Martedì della Settimana Santa

Letture: Is 49,1-6 / Sal 70 / Gv 13,21-33.36-38


NON (ANC)ORA



Dopo averci esortato in ogni modo a seguire più seriamente e più amorevolmente il Signore Gesù nel suo cammino, la Quaresima alla fine sembra quasi volerci impedire qualsiasi passo di avanzamento, come già capito ai primi discepoli. Nella debolezza di Giuda che tradisce e nella sicumera di Pietro che rinnega, contempliamo oggi quella parte della nostra umanità che non può entrare in alleanza con Dio prima di essere raggiunta e salvata dal suo amore.


Il Maestro non è un ingenuo, conosce bene coloro che ha scelto, la loro fragilità e la loro durezza di cuore. E, forse, dopo tre anni di vita insieme a loro, nel suo animo si leva lo sconforto di chi non vede ancora i frutti di tanta generosa semina: «Invano ho faticato, per nulla e invano ho consumato le mie forze» (Is 49,4). Ma più forte è sicuramente la testimonianza interiore dell’amore fedele del Padre, che il Signore Gesù riconosce dentro di sé come una parola sicura e degna di fede: «Mio servo tu sei, Israele, sul quale manifesterò la mia gloria» (49,3). Il Maestro comprende che è giunta un’ora assai speciale, nella quale a nulla varrebbe scappare o rinunciare. È giunta l’ora in cui il profumo dell’amore di Dio ha bisogno di diventare come una luce che si irradia fino a raggiungere i confini estremi della vita e della morte.


Davanti a questa espansione luminosa ci sono però due persone che non riescono ad accogliere la gratuità del dono. Di fronte al profumo dell’Uomo autentico, rimane l’odore stagionato degli uomini, l’acerba fragranza dei discepoli ancora così ignari del dono di Dio e inconsapevoli della loro povertà. Giuda ha ormai meditato di tradire il Maestro perché non condivide il modo con cui «Dio lo glorificherà da parte sua e lo glorificherà subito» (Gv 13,32). Gesù denuncia l’inciampo presente nel cuore di Giuda con un gesto finissimo, con il quale trasforma il tradimento in volontaria consegna: intinge un boccone e glielo porge (cf 13,26). Ma c’è anche Pietro, che rimane sconfitto dalla sua volontà di potenza: «Darò la mia vita per te!» (13,37). Risponde a lui Gesù: «Darai la tua vita per me? In verità, in verità ti dico: non canterà il gallo, prima che tu non mi abbia rinnegato tre volte» (13,38). Il problema di Pietro è ancora più grave di quello di Giuda, perché è velato, si nasconde sotto un manto di eroico zelo. Pietro non ha ancora capito che essere discepoli non significa dare la vita per Dio, ma accogliere la sua vita offerta per noi e, successivamente, restituirla ai fratelli per amore.

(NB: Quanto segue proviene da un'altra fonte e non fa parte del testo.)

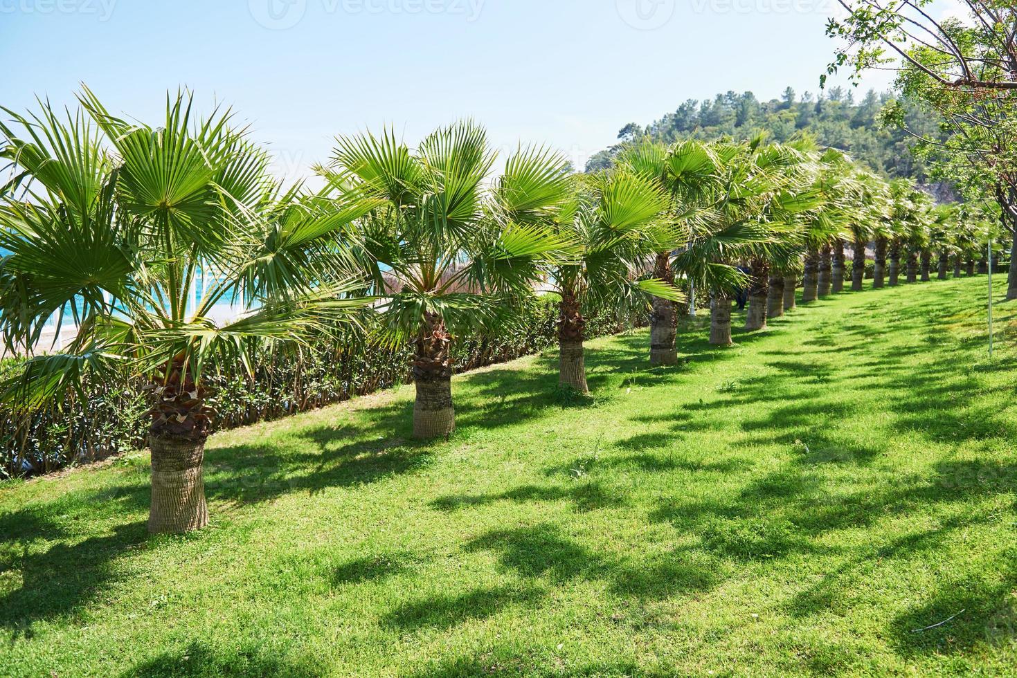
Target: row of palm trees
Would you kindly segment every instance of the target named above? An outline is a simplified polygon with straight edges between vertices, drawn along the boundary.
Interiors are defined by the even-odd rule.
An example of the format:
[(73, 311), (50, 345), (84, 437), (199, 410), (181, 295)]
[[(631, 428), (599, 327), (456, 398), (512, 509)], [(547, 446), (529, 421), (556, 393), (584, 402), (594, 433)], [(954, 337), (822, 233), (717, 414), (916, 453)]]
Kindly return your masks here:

Se in Giuda vediamo il male da cui siamo salvati, in Pietro possiamo riconoscere il bene da cui il Signore deve salvarci. Il primo e l’ultimo dei discepoli rappresentano la nostra umanità che inciampa davanti al gratuito effondersi della carità di Dio, un regalo che non possiamo né negare (Giuda) né conquistare (Pietro), ma che dobbiamo imparare a ricevere gratuitamente. Questo è ciò che il Signore Gesù cerca di dire con la sua accondiscendenza che si fa comando: «Quello che devi fare fallo, fallo al più presto» (13,27) e predizione: «Non canterà il gallo, prima che tu non mi abbia rinnegato tre volte» (13,38). Il Maestro ci parla in anticipo del nostro peccato, affinché possiamo comprendere che esso non è capace di arrestare il suo amore per noi. Il profumo di Cristo ha bisogno di effondersi proprio su questo odore di falso zelo (Pietro) e di virilità ferita (Giuda), dolcemente, senza paura, affinché si compia in noi e per noi ogni profezia di salvezza: «La luce splende nelle tenebre e le tenebre non l’hanno sopraffatta» (Gv 1,5).